Personal information
- Full name: Enzo Enrico Prono Zelaya
- Date of birth: 27 June 1991 (age 35)
- Place of birth: Asunción, Paraguay
- Height: 1.80 m (5 ft 11 in)
- Position: Striker

Youth career
- 2008: Fernando de la Mora
- 2009–2010: Libertad

Senior career*
- Years: Team / Apps / (Gls)
- 2011–2013: Sol de América / 65 / (12)
- 2013: → Olimpia (loan) / 26 / (4)
- 2014: → Arsenal Sarandí (loan) / 0 / (0)
- 2015–2018: General Diaz / 22 / (3)
- 2015–2017: → Atlante (loan) / 59 / (8)
- 2018: Zulia / 25 / (2)
- 2018: Aizawl / 1 / (0)
- 2018–2019: Alebrijes de Oaxaca / 4 / (0)

International career
- 2012: Paraguay / 1 / (0)

= Enzo Prono =

Paraguayan footballer (born 1991)

Enzo Enrico Prono Zelaya (born 27 June 1991) is a Paraguayan former footballer who played as a striker.

==Career==

===Early career===
Born in Asunción, Prono started his career with lowly Fernando de la Mora and subsequently joined Libertad, playing there until 2010. After one year with Libertad he moved to Europe, and had trials with Italian and Belgian clubs.

===Sol de America===
In 2011, Prono returned to his native country and joined Club Sol de América. He made his debut on 24 April, coming on as a late substitute in a 0–2 loss at Olimpia. He scored his first professional goal on 20 August, netting his side's only of a draw at Tacuary.
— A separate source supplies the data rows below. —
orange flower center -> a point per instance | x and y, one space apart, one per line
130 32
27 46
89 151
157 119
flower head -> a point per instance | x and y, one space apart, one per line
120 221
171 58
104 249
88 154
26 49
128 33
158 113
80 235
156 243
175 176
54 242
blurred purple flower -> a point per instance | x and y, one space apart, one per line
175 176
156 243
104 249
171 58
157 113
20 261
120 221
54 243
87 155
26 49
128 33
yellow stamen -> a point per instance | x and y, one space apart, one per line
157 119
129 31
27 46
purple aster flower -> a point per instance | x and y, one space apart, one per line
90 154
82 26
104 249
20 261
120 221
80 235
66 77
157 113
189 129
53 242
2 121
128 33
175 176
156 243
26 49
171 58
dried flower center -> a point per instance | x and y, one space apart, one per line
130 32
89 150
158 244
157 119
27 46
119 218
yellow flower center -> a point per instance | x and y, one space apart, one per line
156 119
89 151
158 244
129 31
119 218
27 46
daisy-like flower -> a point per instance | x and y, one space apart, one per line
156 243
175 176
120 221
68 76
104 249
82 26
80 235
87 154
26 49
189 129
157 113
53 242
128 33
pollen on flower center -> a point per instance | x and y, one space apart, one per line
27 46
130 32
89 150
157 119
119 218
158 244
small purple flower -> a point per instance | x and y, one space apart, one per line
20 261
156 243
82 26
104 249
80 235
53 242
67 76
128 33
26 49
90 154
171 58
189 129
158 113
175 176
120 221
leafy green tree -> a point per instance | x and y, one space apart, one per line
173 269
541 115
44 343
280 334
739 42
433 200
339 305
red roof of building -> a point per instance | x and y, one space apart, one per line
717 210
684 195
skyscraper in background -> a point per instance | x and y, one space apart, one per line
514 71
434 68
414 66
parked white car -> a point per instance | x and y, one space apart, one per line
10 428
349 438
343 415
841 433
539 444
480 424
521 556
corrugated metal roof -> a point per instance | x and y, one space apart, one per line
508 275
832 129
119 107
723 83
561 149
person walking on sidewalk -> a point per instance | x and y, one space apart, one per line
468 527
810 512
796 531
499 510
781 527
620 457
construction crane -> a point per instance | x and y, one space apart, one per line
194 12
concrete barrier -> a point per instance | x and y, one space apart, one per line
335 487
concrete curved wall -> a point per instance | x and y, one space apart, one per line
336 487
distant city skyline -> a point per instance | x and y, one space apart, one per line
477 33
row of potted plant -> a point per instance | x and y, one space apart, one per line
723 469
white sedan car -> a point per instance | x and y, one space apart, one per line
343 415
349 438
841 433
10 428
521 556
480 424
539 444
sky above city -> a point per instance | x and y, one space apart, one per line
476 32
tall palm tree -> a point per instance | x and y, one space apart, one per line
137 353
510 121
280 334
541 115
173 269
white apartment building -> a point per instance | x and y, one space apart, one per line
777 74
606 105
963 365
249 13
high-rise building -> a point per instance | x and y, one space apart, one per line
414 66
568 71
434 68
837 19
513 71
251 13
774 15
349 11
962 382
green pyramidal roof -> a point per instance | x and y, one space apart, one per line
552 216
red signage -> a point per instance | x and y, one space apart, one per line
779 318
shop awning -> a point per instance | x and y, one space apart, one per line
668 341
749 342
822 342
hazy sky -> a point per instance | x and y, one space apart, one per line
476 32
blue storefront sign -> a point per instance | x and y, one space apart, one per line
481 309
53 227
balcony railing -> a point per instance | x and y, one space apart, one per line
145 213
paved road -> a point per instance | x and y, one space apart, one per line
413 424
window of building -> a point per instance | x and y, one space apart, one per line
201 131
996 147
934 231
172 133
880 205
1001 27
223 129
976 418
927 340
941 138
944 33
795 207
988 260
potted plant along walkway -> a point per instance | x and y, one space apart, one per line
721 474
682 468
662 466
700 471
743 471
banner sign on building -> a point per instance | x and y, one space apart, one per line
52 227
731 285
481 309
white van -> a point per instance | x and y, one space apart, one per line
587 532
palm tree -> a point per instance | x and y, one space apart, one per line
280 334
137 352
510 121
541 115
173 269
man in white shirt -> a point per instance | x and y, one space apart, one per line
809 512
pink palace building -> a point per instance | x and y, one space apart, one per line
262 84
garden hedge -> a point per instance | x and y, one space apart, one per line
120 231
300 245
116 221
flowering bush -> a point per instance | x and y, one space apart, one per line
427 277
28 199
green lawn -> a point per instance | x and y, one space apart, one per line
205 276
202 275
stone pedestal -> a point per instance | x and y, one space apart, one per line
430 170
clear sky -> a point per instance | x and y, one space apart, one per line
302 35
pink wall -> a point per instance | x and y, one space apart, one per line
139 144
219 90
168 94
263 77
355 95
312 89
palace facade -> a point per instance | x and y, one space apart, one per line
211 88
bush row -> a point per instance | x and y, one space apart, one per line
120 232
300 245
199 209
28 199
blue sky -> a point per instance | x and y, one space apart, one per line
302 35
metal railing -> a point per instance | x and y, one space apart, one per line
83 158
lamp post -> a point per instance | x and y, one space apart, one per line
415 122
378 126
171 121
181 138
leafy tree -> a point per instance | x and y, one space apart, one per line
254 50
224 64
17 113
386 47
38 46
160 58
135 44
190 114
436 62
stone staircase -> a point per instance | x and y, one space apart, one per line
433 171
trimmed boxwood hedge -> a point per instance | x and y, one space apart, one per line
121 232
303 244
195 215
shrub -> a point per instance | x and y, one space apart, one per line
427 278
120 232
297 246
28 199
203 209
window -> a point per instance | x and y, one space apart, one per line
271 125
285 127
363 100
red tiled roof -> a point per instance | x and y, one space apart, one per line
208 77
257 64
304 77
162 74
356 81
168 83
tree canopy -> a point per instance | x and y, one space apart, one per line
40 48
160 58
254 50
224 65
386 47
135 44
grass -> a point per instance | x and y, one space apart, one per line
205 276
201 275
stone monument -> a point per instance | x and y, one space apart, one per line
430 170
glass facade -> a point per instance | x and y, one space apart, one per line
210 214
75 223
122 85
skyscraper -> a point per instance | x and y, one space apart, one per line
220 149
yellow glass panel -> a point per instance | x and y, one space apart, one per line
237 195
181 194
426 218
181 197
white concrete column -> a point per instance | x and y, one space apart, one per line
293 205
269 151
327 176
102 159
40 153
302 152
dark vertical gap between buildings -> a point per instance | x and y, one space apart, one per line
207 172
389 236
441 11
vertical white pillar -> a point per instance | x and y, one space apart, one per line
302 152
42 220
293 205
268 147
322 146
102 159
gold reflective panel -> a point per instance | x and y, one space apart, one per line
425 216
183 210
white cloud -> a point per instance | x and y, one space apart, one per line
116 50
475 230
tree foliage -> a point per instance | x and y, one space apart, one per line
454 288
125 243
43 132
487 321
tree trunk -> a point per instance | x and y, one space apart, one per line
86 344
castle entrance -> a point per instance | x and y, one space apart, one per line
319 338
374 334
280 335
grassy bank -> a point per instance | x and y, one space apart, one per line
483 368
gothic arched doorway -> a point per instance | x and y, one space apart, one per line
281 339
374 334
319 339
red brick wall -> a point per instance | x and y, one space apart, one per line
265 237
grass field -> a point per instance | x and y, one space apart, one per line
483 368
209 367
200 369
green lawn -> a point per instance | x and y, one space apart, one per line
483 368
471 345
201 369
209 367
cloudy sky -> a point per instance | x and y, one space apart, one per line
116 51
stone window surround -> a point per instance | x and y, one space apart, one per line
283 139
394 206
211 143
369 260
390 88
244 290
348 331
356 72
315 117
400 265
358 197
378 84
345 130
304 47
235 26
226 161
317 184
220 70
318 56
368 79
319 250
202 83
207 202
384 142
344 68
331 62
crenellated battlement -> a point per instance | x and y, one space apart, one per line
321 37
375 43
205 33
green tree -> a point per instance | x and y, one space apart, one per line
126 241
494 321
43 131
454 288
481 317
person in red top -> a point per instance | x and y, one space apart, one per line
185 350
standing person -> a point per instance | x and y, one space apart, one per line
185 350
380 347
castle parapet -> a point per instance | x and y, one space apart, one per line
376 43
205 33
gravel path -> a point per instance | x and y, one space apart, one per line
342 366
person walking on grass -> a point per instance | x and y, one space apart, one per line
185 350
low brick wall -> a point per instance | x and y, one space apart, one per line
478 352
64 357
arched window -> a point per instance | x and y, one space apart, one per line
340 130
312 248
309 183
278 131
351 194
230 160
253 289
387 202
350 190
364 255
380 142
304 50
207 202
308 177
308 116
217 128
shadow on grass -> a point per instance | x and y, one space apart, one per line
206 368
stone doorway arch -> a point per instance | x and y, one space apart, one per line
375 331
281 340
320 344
He was an ever-present figure during the campaign, as Sol de America narrowly avoided relegation.

===Olimpia===
On 12 January 2013, Prono joined Club Olimpia in a one-year loan deal with a buyout clause.

===Arsenal de Sarandí===
On 27 June 2014, it was reported that Prono had joined Argentine Primera División club Arsenal de Sarandí on an 18-month loan deal.

==International career==
On 10 February 2012, Prono was called up to Paraguay national football team.
Five days later, he made his international debut, coming off the bench to replace José Ortigoza in the last 3 minutes of the 2–0 victory against Chile.

==Playing style==
Prono is one of the greatest prospects of Paraguayan football. He is compared with Radamel Falcao and Lucas Barrios. His main ability, despite being a 178 cm tall, is his headers. This began in the Libertad youth system, when the youth coach told Prono to throw a ball in a wall and head it every day.